Deploy AC2 PyTorch Container Images for GPU Training on ECS - Alibaba Cloud Linux

Alibaba Cloud AI Containers (AC2) provides a set of AI container images that are optimized for and deeply integrated with Alibaba Cloud infrastructure, such as Elastic Compute Service (ECS) and Container Service for Kubernetes (ACK). These images can significantly reduce the cost of deploying AI application environments. This topic describes how to configure the runtime environment on an ECS instance and run an AC2 container for PyTorch training.

Purchase and connect to an ECS instance

To use AC2 on an ECS instance, you must first purchase and connect to an ECS instance. For more information, see Create and manage an ECS instance in the console (express version).

When you purchase an instance, Alibaba Cloud provides a wide selection of images. We recommend using the Alibaba Cloud Linux 3.2104 LTS 64-bit image to ensure full service support.

Configure the ECS instance

Install Docker

Before you can use AC2, you must set up the Docker runtime environment. The installation steps for Docker vary depending on the operating system. For more information, see Install and use Docker and Docker Compose. The following steps show how to set up the Docker runtime environment on Alibaba Cloud Linux 3.

Add the Docker Community Edition (Docker-CE) software repository and install a compatible plugin.

sudo dnf config-manager --add-repo=https://mirrors.aliyun.com/docker-ce/linux/centos/docker-ce.repo
sudo dnf install -y --repo alinux3-plus dnf-plugin-releasever-adapter

Install Docker-CE.
```
sudo dnf install -y docker-ce
```
After the installation is complete, run the following command to view the Docker version number and check whether the installation was successful.
```
docker -v
```

Start the Docker service and enable it to start on system startup.

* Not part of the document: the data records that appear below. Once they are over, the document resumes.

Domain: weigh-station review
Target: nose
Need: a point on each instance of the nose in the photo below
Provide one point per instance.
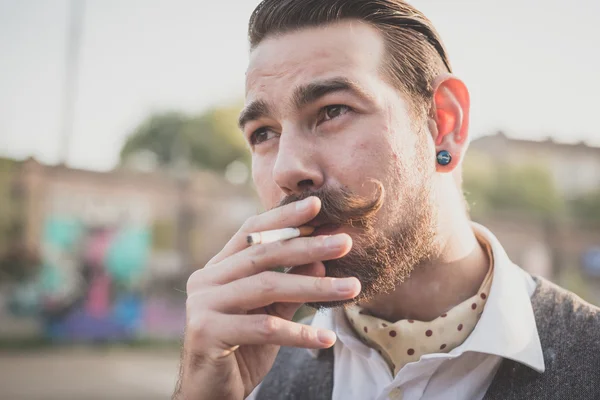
(297, 168)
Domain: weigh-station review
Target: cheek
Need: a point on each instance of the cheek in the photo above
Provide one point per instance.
(268, 191)
(363, 154)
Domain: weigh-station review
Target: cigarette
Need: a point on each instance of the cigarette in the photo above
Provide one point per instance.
(278, 235)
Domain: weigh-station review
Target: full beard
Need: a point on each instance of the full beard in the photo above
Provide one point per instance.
(383, 260)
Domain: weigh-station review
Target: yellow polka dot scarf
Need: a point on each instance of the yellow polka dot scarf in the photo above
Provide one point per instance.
(405, 341)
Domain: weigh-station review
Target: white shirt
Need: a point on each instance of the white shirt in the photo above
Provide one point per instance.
(506, 329)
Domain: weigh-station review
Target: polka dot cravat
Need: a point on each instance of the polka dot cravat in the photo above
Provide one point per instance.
(405, 341)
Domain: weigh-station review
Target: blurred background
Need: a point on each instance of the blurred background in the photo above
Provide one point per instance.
(122, 169)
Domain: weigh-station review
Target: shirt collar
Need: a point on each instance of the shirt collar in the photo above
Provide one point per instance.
(507, 326)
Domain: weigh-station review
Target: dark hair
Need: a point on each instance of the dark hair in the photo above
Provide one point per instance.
(416, 54)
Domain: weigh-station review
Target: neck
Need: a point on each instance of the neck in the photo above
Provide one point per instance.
(434, 288)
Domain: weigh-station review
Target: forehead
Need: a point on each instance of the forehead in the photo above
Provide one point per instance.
(350, 49)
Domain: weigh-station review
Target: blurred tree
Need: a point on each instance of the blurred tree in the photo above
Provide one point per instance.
(8, 205)
(525, 187)
(586, 207)
(210, 140)
(16, 261)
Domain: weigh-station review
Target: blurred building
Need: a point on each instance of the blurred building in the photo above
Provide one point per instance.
(116, 247)
(574, 167)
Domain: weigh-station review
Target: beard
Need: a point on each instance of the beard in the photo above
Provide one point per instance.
(380, 259)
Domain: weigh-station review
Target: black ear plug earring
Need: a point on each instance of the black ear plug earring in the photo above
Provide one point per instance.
(444, 157)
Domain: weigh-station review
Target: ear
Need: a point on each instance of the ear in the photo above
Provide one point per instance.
(449, 119)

sudo systemctl start docker  # Start the Docker service
sudo systemctl enable docker # Set the Docker service to start on system startup

Check the status of the Docker service.
```
systemctl status docker
```
The output in the following figure indicates that the Docker service has started successfully.

Install the NVIDIA Container Toolkit (for GPU-accelerated instances)

For GPU-accelerated instances, you must install the NVIDIA Container Toolkit to enable GPU support for containers. The NVIDIA Container Toolkit is supported on Alibaba Cloud Linux 3. Run the following commands to complete the configuration on a GPU-accelerated instance.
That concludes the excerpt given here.